Yes, it’s true. In June 2006, Tim Endert and I basically started from scratch. All we had was an idea: to create the perfect “flying buffet” – a type of buffet where trays of prepared food are brought by guests’ tables, and guests can choose whichever dishes they like. So we opened “Catalogna Cologne Catering” and launched a website where customers can assemble a selection of buffet items. Back then, our kitchen actually was in a garage.
How long did it take until you started to see some success?
It was difficult for us to get started as caterers; we had to do everything ourselves. We didn’t turn a profit for two years, and we reinvested those profits immediately. But our hard work paid off.

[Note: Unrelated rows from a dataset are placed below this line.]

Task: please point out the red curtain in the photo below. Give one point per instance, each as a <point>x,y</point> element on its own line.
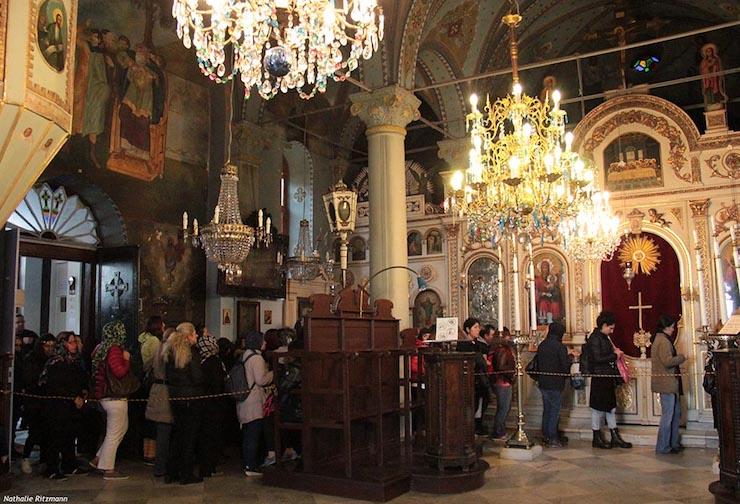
<point>661,289</point>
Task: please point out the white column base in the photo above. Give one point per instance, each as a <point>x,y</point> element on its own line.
<point>521,454</point>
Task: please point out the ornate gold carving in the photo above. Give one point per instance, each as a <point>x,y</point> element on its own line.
<point>453,254</point>
<point>729,168</point>
<point>578,281</point>
<point>695,169</point>
<point>727,213</point>
<point>635,219</point>
<point>65,101</point>
<point>657,218</point>
<point>677,157</point>
<point>699,208</point>
<point>638,101</point>
<point>390,106</point>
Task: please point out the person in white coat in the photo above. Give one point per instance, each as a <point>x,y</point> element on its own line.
<point>250,411</point>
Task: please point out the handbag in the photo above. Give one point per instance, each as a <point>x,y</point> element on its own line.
<point>533,368</point>
<point>120,388</point>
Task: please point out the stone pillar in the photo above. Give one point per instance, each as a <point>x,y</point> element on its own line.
<point>386,112</point>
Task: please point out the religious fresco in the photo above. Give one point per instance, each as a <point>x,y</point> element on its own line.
<point>427,307</point>
<point>632,161</point>
<point>413,243</point>
<point>549,284</point>
<point>123,94</point>
<point>434,242</point>
<point>483,290</point>
<point>170,269</point>
<point>52,33</point>
<point>729,279</point>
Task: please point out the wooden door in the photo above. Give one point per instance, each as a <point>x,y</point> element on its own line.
<point>117,290</point>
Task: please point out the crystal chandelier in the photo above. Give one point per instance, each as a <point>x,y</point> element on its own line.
<point>591,235</point>
<point>305,265</point>
<point>280,44</point>
<point>226,240</point>
<point>523,177</point>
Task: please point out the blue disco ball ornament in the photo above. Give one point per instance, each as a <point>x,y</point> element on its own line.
<point>276,61</point>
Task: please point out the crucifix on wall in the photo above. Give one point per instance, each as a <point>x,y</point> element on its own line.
<point>116,287</point>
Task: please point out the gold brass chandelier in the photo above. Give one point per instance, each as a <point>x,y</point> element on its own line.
<point>591,235</point>
<point>280,44</point>
<point>523,177</point>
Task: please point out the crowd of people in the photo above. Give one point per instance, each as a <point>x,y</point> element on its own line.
<point>164,400</point>
<point>172,393</point>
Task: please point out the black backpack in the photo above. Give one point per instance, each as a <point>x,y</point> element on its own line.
<point>236,381</point>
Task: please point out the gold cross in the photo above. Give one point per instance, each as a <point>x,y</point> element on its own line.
<point>639,307</point>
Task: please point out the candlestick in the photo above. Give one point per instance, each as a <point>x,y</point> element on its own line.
<point>500,292</point>
<point>702,293</point>
<point>719,272</point>
<point>515,276</point>
<point>532,300</point>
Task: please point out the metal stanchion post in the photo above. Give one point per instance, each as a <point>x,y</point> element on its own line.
<point>520,439</point>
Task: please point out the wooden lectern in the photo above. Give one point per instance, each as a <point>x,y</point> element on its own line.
<point>727,368</point>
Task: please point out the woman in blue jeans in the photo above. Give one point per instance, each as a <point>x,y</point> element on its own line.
<point>666,380</point>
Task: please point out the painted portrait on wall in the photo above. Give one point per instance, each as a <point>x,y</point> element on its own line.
<point>434,242</point>
<point>549,282</point>
<point>413,243</point>
<point>427,307</point>
<point>483,290</point>
<point>52,29</point>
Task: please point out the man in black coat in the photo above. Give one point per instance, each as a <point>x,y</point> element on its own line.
<point>552,357</point>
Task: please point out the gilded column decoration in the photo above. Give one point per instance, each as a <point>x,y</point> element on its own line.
<point>727,213</point>
<point>699,213</point>
<point>388,109</point>
<point>578,282</point>
<point>453,254</point>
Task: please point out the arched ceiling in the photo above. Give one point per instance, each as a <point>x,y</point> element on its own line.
<point>432,41</point>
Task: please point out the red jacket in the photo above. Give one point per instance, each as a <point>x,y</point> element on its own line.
<point>119,367</point>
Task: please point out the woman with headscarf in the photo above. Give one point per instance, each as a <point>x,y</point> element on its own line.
<point>158,408</point>
<point>185,381</point>
<point>33,408</point>
<point>63,377</point>
<point>250,410</point>
<point>111,356</point>
<point>666,381</point>
<point>212,429</point>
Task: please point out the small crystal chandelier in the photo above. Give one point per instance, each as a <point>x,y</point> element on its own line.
<point>591,235</point>
<point>523,177</point>
<point>305,265</point>
<point>226,240</point>
<point>280,44</point>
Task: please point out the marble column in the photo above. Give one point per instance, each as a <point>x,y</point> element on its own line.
<point>386,112</point>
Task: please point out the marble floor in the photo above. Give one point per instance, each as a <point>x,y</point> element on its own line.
<point>577,474</point>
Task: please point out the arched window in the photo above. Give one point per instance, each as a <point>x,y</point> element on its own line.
<point>483,290</point>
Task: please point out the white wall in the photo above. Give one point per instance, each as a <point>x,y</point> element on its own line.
<point>31,284</point>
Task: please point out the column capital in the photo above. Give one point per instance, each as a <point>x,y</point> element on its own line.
<point>454,152</point>
<point>387,109</point>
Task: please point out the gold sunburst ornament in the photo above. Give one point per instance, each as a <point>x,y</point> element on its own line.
<point>642,252</point>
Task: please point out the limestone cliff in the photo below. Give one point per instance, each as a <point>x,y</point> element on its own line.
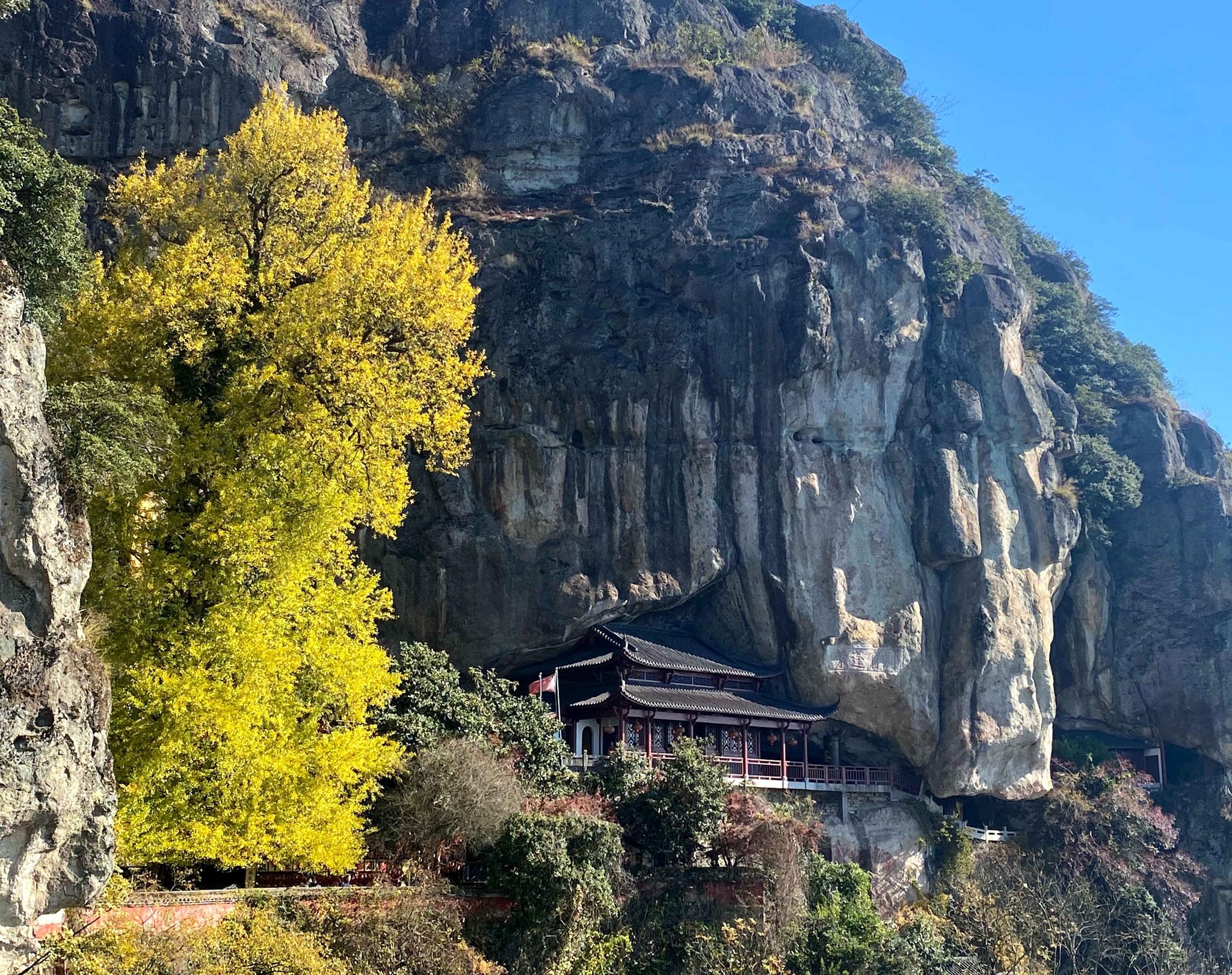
<point>727,388</point>
<point>57,796</point>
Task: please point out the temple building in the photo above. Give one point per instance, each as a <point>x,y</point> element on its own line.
<point>651,688</point>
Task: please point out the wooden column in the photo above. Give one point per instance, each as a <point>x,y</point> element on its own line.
<point>783,751</point>
<point>745,749</point>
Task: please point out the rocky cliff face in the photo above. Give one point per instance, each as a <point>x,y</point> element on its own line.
<point>726,389</point>
<point>57,796</point>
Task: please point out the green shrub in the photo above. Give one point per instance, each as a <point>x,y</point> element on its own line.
<point>1081,750</point>
<point>953,851</point>
<point>778,15</point>
<point>878,82</point>
<point>454,796</point>
<point>249,942</point>
<point>433,704</point>
<point>561,874</point>
<point>701,42</point>
<point>679,812</point>
<point>625,773</point>
<point>949,274</point>
<point>411,931</point>
<point>1108,482</point>
<point>41,232</point>
<point>112,437</point>
<point>911,212</point>
<point>842,933</point>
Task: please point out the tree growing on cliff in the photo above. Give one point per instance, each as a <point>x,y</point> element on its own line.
<point>301,333</point>
<point>434,703</point>
<point>41,199</point>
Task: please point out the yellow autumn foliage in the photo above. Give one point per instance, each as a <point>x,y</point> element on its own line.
<point>302,333</point>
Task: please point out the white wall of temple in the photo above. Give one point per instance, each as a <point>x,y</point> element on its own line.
<point>680,717</point>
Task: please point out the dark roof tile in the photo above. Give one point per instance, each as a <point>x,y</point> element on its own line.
<point>679,652</point>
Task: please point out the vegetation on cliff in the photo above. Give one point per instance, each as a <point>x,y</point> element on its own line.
<point>235,392</point>
<point>289,335</point>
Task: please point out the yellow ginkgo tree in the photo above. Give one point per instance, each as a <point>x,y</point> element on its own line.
<point>300,333</point>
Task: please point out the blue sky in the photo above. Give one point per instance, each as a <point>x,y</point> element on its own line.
<point>1112,125</point>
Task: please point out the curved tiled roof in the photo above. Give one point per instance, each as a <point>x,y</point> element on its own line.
<point>697,701</point>
<point>677,652</point>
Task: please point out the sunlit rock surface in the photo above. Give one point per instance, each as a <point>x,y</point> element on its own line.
<point>57,794</point>
<point>724,392</point>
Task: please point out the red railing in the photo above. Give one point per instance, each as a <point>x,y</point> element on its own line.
<point>840,776</point>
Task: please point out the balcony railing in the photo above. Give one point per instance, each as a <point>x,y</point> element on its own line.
<point>832,778</point>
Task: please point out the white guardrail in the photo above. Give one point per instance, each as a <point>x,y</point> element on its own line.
<point>990,836</point>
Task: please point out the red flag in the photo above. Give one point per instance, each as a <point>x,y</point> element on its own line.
<point>545,684</point>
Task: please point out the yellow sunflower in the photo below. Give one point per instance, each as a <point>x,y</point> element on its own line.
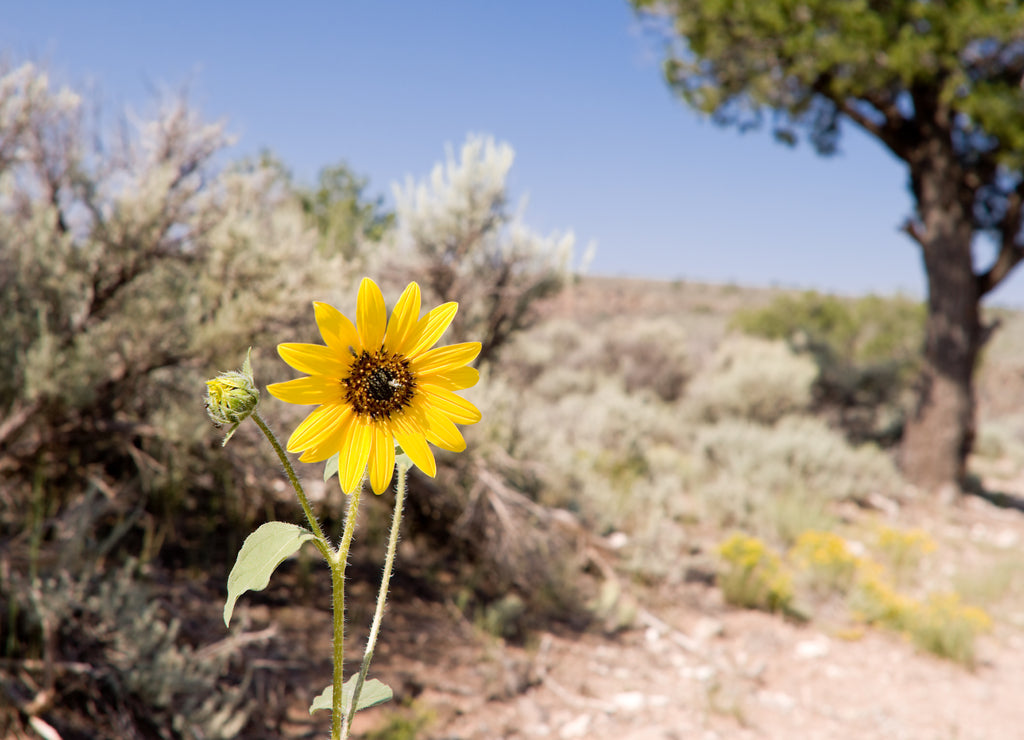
<point>378,383</point>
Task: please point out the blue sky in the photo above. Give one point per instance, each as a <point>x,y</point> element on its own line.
<point>574,86</point>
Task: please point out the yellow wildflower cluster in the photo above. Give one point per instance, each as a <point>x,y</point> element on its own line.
<point>826,559</point>
<point>753,575</point>
<point>903,549</point>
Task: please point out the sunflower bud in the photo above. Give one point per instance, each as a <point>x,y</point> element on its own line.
<point>232,396</point>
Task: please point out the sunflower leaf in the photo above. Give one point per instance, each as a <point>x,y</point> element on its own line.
<point>331,467</point>
<point>374,693</point>
<point>262,552</point>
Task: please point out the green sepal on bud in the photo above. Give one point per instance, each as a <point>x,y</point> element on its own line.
<point>232,396</point>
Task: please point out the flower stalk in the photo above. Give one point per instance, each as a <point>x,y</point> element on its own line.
<point>377,384</point>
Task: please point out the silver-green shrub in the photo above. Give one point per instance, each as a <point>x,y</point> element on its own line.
<point>752,379</point>
<point>756,476</point>
<point>459,237</point>
<point>129,266</point>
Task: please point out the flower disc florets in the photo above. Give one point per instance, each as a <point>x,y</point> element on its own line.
<point>380,385</point>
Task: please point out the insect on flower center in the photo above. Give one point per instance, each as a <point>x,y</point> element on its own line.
<point>380,384</point>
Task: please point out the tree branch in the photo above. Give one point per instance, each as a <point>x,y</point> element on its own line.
<point>1010,251</point>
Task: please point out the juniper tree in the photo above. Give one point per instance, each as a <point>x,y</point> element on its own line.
<point>939,84</point>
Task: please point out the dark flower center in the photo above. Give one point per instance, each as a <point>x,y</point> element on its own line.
<point>380,384</point>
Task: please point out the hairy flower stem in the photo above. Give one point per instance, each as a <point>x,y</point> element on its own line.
<point>338,562</point>
<point>368,654</point>
<point>322,541</point>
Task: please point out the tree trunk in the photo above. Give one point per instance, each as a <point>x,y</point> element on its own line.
<point>939,433</point>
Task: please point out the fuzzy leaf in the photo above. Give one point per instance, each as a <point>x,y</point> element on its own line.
<point>374,693</point>
<point>263,551</point>
<point>331,467</point>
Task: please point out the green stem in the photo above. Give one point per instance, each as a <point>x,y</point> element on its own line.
<point>368,654</point>
<point>322,541</point>
<point>338,563</point>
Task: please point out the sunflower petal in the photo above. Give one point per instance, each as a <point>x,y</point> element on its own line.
<point>429,329</point>
<point>354,453</point>
<point>336,329</point>
<point>443,433</point>
<point>415,445</point>
<point>327,446</point>
<point>403,317</point>
<point>306,390</point>
<point>371,315</point>
<point>314,359</point>
<point>454,380</point>
<point>381,459</point>
<point>443,358</point>
<point>321,423</point>
<point>458,408</point>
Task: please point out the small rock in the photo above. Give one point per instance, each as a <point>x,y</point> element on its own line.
<point>708,627</point>
<point>777,700</point>
<point>576,728</point>
<point>630,701</point>
<point>616,540</point>
<point>816,648</point>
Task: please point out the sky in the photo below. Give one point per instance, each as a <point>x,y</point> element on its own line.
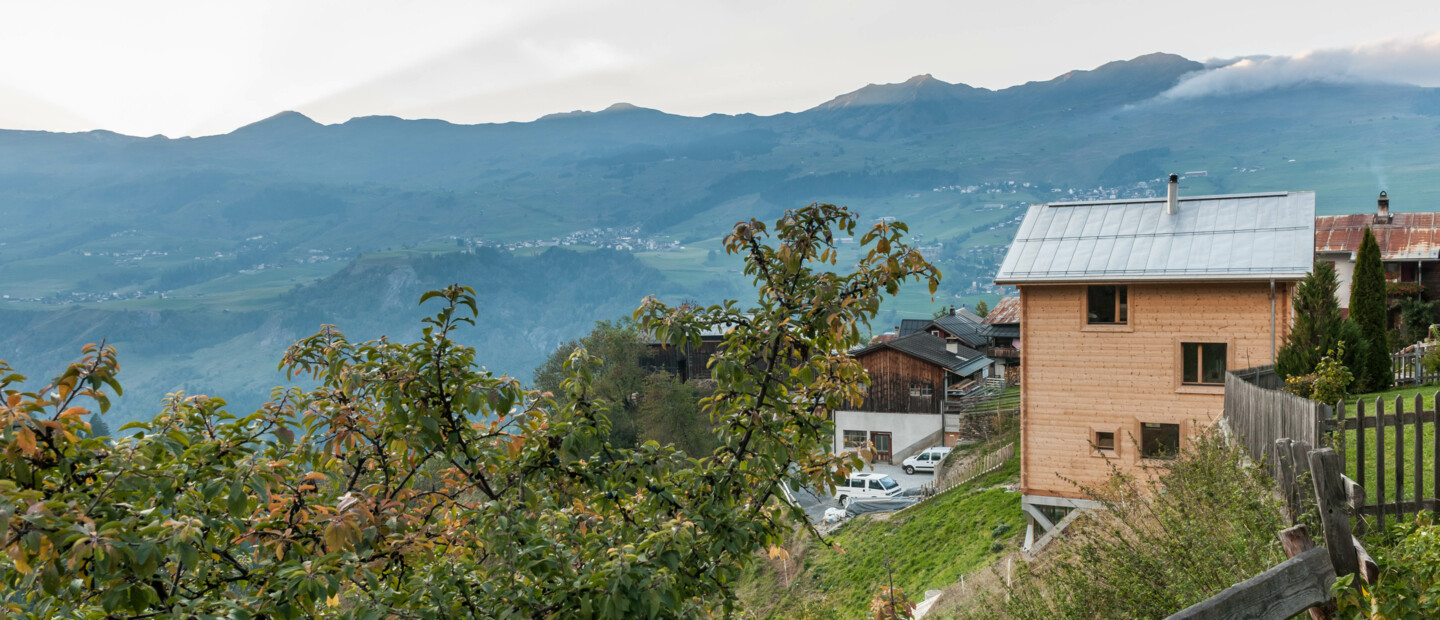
<point>200,68</point>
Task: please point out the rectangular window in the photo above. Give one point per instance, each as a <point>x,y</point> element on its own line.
<point>1159,440</point>
<point>1203,364</point>
<point>1103,440</point>
<point>1108,305</point>
<point>856,439</point>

Today, we cater 4,000 events per year – everything from lunch buffets for eight people to big events with gourmet food for 3,000 guests.
You started your own business at a very early age. What were the most important factors in your decision?
I was 21 and working as a chef in a gourmet restaurant. In that industry, I saw full-time chefs who were over 50 and still had to work 18 hours a day to earn a good living. To be honest, I just didn’t like those career prospects.
Why did you decide to open a catering company instead of your own restaurant?
I just didn’t have enough money. For a restaurant, you need a well-designed space, not to mention a kitchen and tableware. In the beginning, all we needed as caterers was a kitchen – everything else we procured from external providers.
65 per cent of survey respondents would start their own business in the hotel and food service industry again if they had the chance. Would you?
Yes. I’m satisfied. I can be creative without anyone trying to tell me what to do. There isn’t much I would do differently, but there are a few things I would improve. We ended up spending a lot of money unnecessarily, simply because we had a steep learning curve; some of our concepts weren’t thought out in enough detail. In the beginning, for example, we only used expensive tableware, but now that I know that breaking a few plates is inevitable in the catering business, I usually recommend cheaper tableware that looks just as good as the expensive stuff.
What is your recipe for success as an entrepreneur in the hotel and food service industry?
Work, work, work – and lots of patience. Be ambitious, dedicated and customer-oriented. Because customers pay your rent and fill your refrigerator!